Cela a incité le groupe de défense des droits civiques à déclarer son tout premier état d’urgence pour les personnes LGBTQ+ aux États-Unis en juin, citant un « pic sans précédent et dangereux d’attaques législatives anti-LGBTQ+ qui ont balayé les maisons d’État cette année ».

Et deux rapports publiés en juin ont mis un point encore plus fin sur l’extrémisme anti-LGBTQ croissant à travers le pays.

Un rapport de l’Institute for Strategic Dialogue a révélé que les cinq premiers mois de 2023 ont vu plus d’incidents de manifestations anti-drag, de menaces en ligne et hors ligne et de violence qu’au cours des sept derniers mois de 2022.

Les chercheurs ont également découvert un nombre croissant d’incidents où le discours de haine en ligne s’est manifesté dans une activité hors ligne – « par exemple, une insulte en ligne populaire trouvée peinte à la bombe sur un lieu hébergeant un événement drag ».

Pendant ce temps, la Ligue anti-diffamation et GLAAD ont suivi au moins 356 incidents de haine et d’extrémisme anti-LGBTQ+ aux États-Unis entre juin 2022 et avril 2023. Parmi ceux-ci, la grande majorité (305) des incidents impliquaient du harcèlement.

« Des manifestations visant à intimider les organisateurs et les participants aux drag shows, aux menaces à la bombe contre les hôpitaux qui offrent des soins de santé aux personnes LGBTQ+ à une fusillade de masse qui a coûté la vie à cinq personnes dans le Colorado, les incidents de haine et d’extrémisme anti-LGBTQ+ sont importants partie d’une histoire plus large sur les menaces accrues auxquelles est confrontée la communauté LGBTQ+ aux États-Unis aujourd’hui », ont déclaré les groupes.

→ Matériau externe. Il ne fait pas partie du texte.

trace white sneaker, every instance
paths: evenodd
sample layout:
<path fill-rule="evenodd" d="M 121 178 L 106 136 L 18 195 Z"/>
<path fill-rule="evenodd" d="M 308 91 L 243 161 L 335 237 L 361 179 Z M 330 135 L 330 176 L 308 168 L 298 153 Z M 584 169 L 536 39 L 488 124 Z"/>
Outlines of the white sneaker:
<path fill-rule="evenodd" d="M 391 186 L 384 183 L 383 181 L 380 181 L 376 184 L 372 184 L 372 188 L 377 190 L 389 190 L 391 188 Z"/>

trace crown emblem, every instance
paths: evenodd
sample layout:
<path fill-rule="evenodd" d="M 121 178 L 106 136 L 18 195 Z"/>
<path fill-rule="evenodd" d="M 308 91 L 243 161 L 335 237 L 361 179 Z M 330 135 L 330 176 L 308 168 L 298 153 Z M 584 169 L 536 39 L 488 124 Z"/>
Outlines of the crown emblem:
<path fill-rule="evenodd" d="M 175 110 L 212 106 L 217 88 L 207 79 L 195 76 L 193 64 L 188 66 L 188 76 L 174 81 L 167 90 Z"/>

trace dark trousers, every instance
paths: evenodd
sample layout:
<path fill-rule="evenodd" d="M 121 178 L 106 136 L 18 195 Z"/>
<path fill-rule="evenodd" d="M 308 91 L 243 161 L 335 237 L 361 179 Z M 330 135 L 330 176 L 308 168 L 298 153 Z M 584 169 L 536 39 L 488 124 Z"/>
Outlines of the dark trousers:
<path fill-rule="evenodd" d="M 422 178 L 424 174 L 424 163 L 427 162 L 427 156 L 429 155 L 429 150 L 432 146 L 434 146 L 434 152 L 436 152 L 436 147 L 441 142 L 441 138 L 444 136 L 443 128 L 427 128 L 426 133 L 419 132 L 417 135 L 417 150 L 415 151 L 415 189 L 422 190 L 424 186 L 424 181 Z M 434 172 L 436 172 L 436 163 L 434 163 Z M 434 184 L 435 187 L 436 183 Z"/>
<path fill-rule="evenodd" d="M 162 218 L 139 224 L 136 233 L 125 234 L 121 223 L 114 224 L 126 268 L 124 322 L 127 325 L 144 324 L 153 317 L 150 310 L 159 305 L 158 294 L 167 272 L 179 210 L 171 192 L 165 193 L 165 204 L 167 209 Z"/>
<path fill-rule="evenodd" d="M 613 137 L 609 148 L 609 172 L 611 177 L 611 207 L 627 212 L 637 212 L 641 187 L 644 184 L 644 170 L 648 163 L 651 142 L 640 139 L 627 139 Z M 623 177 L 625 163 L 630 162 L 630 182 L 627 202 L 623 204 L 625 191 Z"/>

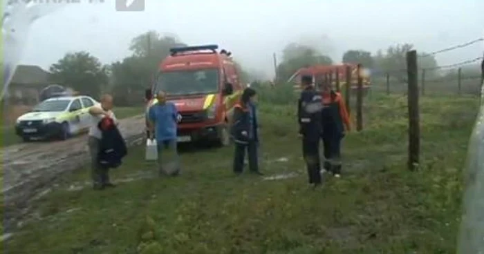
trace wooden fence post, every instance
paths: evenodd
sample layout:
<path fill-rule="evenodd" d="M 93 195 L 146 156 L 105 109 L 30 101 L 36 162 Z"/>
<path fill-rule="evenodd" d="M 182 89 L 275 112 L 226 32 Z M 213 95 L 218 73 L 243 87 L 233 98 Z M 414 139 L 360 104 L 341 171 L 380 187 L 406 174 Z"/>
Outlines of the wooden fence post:
<path fill-rule="evenodd" d="M 328 75 L 329 76 L 328 80 L 328 81 L 329 82 L 329 87 L 331 87 L 331 89 L 333 89 L 333 71 L 330 70 Z"/>
<path fill-rule="evenodd" d="M 329 77 L 328 75 L 328 72 L 324 73 L 324 84 L 327 84 L 328 81 L 329 81 Z"/>
<path fill-rule="evenodd" d="M 339 85 L 339 70 L 336 68 L 336 91 L 341 92 L 341 86 Z"/>
<path fill-rule="evenodd" d="M 425 95 L 425 69 L 422 70 L 422 78 L 420 80 L 420 89 L 422 96 Z"/>
<path fill-rule="evenodd" d="M 356 131 L 363 130 L 363 77 L 362 77 L 362 65 L 357 66 L 358 89 L 356 94 Z"/>
<path fill-rule="evenodd" d="M 457 70 L 457 89 L 458 89 L 458 94 L 462 95 L 462 68 L 460 67 Z"/>
<path fill-rule="evenodd" d="M 420 162 L 420 129 L 418 108 L 418 70 L 417 51 L 407 52 L 407 73 L 408 75 L 408 110 L 409 110 L 409 160 L 407 167 L 413 170 Z"/>
<path fill-rule="evenodd" d="M 390 73 L 387 73 L 387 95 L 390 95 Z"/>
<path fill-rule="evenodd" d="M 351 104 L 350 102 L 350 92 L 351 91 L 351 67 L 346 66 L 346 84 L 344 86 L 344 102 L 346 104 L 348 114 L 351 113 Z"/>

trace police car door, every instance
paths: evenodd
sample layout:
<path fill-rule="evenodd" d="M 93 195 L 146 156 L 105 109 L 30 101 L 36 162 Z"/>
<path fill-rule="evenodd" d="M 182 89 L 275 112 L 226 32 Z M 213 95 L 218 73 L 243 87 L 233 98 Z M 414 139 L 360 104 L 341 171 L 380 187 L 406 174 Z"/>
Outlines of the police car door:
<path fill-rule="evenodd" d="M 73 133 L 78 133 L 82 128 L 81 121 L 81 113 L 82 111 L 82 104 L 80 99 L 75 99 L 71 104 L 69 107 L 69 125 Z"/>
<path fill-rule="evenodd" d="M 91 115 L 89 115 L 89 108 L 94 106 L 94 101 L 88 97 L 81 98 L 81 101 L 82 102 L 82 110 L 80 114 L 80 118 L 81 120 L 81 125 L 82 128 L 89 128 L 91 126 Z"/>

Au moins 15 personnes transgenres et non conformes au genre ont été tuées jusqu’à présent cette année, selon le HRC.

Williams dit que les enjeux sont particulièrement élevés pour les personnes LGBTQ de couleur, dont les données montrent qu’elles sont plus susceptibles que les personnes LGBTQ blanches d’être victimes de discrimination dans l’emploi, le système de justice pénale et leur vie personnelle.

Les personnes LGBTQ de couleur sont également confrontées à la discrimination au sein de la communauté LGTBQ au sens large en raison de facteurs intersectionnels tels que la race, ajoute-t-il. Pour cette raison, dit-il, les personnes LGBTQ de couleur « doivent analyser méticuleusement la politique culturelle des espaces LGBTQ et non LGBTQ et faire preuve de la plus grande prudence dans chaque environnement dans lequel nous entrons, et toujours être à l’affût d’un danger potentiel ».

Williams dit qu’il n’y a pas d’approche unique, mais souligne que la mort de Sibley est un autre signe qu’il faut faire plus.

« Il existe un besoin évident d’initiatives de sécurité LGBTQ locales, étatiques et fédérales, de groupes de travail et d’une reconnaissance des voies de sécurité limitées pour cette communauté minorisée si quelque chose d’aussi anodin qu’un homme gay noir dansant joyeusement avec des amis dans une station-service peut mettre la vie de quelqu’un en danger et entraîner un meurtre », écrit-il.